In this exercise, you will further analyze the Wage data set considered throughout this chapter.
a. Perform polynomial regression to predict wage using age. Use cross-validation to select the optimal degree d for the polynomial. What degree was chosen, and how does this compare to the results of hypothesis testing using ANOVA? Make a plot of the resulting polynomial fit to the data.
library(ISLR)
attach(Wage)
fit<- lm(wage~poly(age, 3, raw=TRUE), data=Wage)
coef(summary(fit))
## Estimate Std. Error t value Pr(>|t|)
## (Intercept) -7.524391e+01 2.218373e+01 -3.391851 7.032236e-04
## poly(age, 3, raw = TRUE)1 1.018999e+01 1.605228e+00 6.348002 2.511372e-10
## poly(age, 3, raw = TRUE)2 -1.680286e-01 3.686021e-02 -4.558535 5.357433e-06
## poly(age, 3, raw = TRUE)3 8.494522e-04 2.702449e-04 3.143268 1.687063e-03
fit.1<- lm(wage~age,data=Wage)
fit.2<- lm(wage~poly(age,2),data=Wage)
fit.3<- lm(wage~poly(age,3),data=Wage)
fit.4<- lm(wage~poly(age,4),data=Wage)
fit.5<- lm(wage~poly(age,5),data=Wage)
anova(fit.1, fit.2, fit.3, fit.4, fit.5)
## Analysis of Variance Table
##
## Model 1: wage ~ age
## Model 2: wage ~ poly(age, 2)
## Model 3: wage ~ poly(age, 3)
## Model 4: wage ~ poly(age, 4)
## Model 5: wage ~ poly(age, 5)
## Res.Df RSS Df Sum of Sq F Pr(>F)
## 1 2998 5022216
## 2 2997 4793430 1 228786 143.5931 < 2.2e-16 ***
## 3 2996 4777674 1 15756 9.8888 0.001679 **
## 4 2995 4771604 1 6070 3.8098 0.051046 .
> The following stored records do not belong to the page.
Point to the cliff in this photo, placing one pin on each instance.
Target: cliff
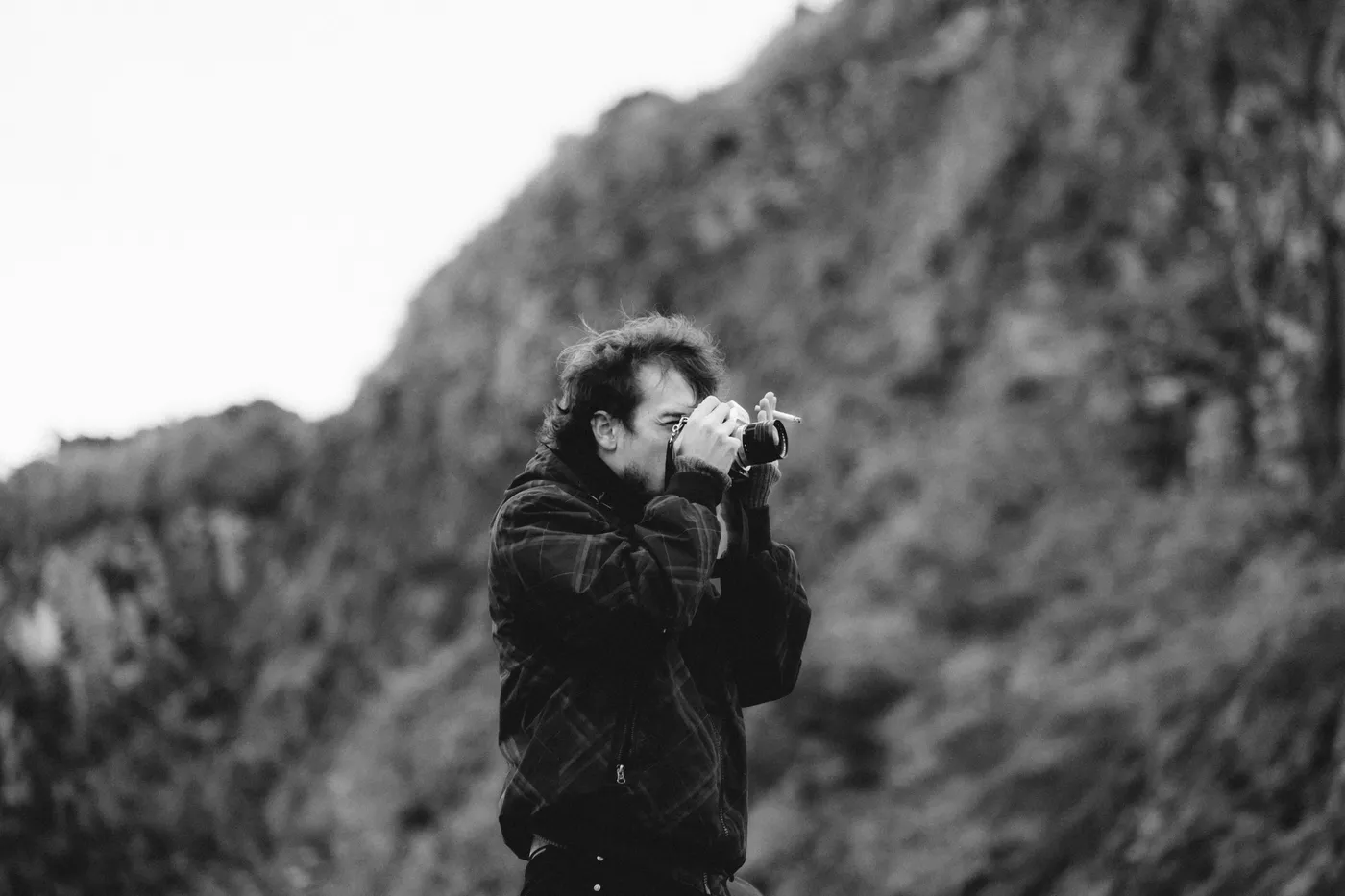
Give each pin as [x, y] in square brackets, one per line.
[1075, 633]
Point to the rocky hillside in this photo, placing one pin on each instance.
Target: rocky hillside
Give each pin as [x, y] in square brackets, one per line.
[1076, 618]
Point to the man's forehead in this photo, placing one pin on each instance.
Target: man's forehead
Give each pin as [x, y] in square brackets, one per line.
[665, 389]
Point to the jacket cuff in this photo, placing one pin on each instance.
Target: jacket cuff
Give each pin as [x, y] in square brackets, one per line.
[759, 529]
[699, 482]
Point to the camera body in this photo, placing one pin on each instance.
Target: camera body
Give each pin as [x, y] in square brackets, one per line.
[762, 442]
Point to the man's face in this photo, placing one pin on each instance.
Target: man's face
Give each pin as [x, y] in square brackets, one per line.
[638, 453]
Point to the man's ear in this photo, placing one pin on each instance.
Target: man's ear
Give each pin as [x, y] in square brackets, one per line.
[604, 430]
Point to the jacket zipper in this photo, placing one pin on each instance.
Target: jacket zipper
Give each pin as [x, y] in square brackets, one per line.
[719, 772]
[623, 752]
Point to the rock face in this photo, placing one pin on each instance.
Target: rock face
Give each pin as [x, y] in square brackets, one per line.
[1065, 641]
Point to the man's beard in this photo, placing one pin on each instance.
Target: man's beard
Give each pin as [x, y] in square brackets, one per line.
[639, 486]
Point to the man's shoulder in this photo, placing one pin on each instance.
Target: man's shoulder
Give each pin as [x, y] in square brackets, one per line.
[541, 496]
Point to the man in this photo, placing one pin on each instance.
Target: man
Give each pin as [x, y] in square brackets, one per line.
[638, 603]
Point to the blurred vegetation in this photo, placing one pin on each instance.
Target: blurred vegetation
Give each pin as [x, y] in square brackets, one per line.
[1055, 285]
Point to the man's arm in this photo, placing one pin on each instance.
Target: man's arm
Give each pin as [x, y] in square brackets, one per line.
[564, 569]
[766, 615]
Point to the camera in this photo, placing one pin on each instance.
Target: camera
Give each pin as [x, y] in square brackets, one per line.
[762, 442]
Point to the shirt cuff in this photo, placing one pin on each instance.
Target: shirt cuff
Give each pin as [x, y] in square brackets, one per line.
[698, 482]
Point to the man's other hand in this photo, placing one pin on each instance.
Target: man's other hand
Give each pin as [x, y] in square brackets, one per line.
[710, 433]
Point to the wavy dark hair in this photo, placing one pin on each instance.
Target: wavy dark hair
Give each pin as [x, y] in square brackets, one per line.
[599, 373]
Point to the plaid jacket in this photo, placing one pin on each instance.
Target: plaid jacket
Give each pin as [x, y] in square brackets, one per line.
[627, 655]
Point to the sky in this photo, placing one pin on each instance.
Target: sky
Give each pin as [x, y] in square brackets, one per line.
[208, 202]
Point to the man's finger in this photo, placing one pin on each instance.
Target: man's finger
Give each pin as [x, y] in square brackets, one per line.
[705, 408]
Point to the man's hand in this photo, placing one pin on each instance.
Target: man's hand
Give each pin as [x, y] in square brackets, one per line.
[710, 433]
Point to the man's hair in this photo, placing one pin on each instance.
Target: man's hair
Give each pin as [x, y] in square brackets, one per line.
[600, 373]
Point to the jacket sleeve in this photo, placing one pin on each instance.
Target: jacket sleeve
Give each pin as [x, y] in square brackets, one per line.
[766, 615]
[562, 567]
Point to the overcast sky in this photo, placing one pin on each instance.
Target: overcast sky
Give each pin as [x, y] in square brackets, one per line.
[205, 202]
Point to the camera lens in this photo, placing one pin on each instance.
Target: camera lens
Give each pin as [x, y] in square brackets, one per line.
[763, 443]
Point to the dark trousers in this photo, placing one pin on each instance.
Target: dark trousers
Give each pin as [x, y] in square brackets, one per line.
[562, 872]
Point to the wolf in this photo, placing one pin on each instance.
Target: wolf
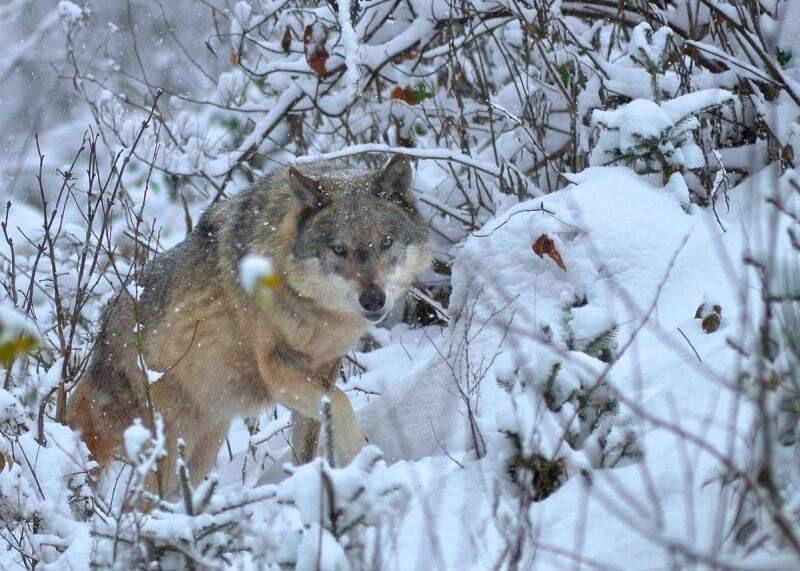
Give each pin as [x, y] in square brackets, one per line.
[344, 244]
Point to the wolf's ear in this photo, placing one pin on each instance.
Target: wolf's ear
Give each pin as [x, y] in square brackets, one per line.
[307, 190]
[395, 182]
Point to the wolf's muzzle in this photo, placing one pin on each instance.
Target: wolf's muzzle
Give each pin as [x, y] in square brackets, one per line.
[372, 300]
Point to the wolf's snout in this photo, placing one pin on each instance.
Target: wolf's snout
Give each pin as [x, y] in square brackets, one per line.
[372, 300]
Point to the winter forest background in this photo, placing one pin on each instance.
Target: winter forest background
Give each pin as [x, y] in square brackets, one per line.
[601, 370]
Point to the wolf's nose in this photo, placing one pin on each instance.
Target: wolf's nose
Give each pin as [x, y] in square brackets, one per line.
[372, 300]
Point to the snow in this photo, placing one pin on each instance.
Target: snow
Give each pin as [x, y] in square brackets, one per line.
[14, 325]
[253, 269]
[351, 51]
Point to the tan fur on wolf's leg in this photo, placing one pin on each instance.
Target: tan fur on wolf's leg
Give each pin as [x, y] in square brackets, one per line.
[305, 438]
[303, 394]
## 5 2994 4770322 1 1283 0.8050 0.369682
## ---
## Signif. codes: 0 '***' 0.001 '**' 0.01 '*' 0.05 '.' 0.1 ' ' 1
The optimal degree chosen is \(d=3\). The results of the polynomial regression are practically identical to the ANOVA test, both showing a cubic degree to be the most fitting for the polynomial.
agelims<- range(age)
age.grid<- seq(from=agelims[1], to=agelims[2])
preds<- predict(fit,newdata=list(age=age.grid), se=TRUE)
se.bands<- cbind(
preds$fit+2*preds$se.fit, preds$fit-2*preds$se.fit
)
plot(age, wage, xlim=agelims, cex=.5, col='darkgrey')
title('Degree-3 Polynomial')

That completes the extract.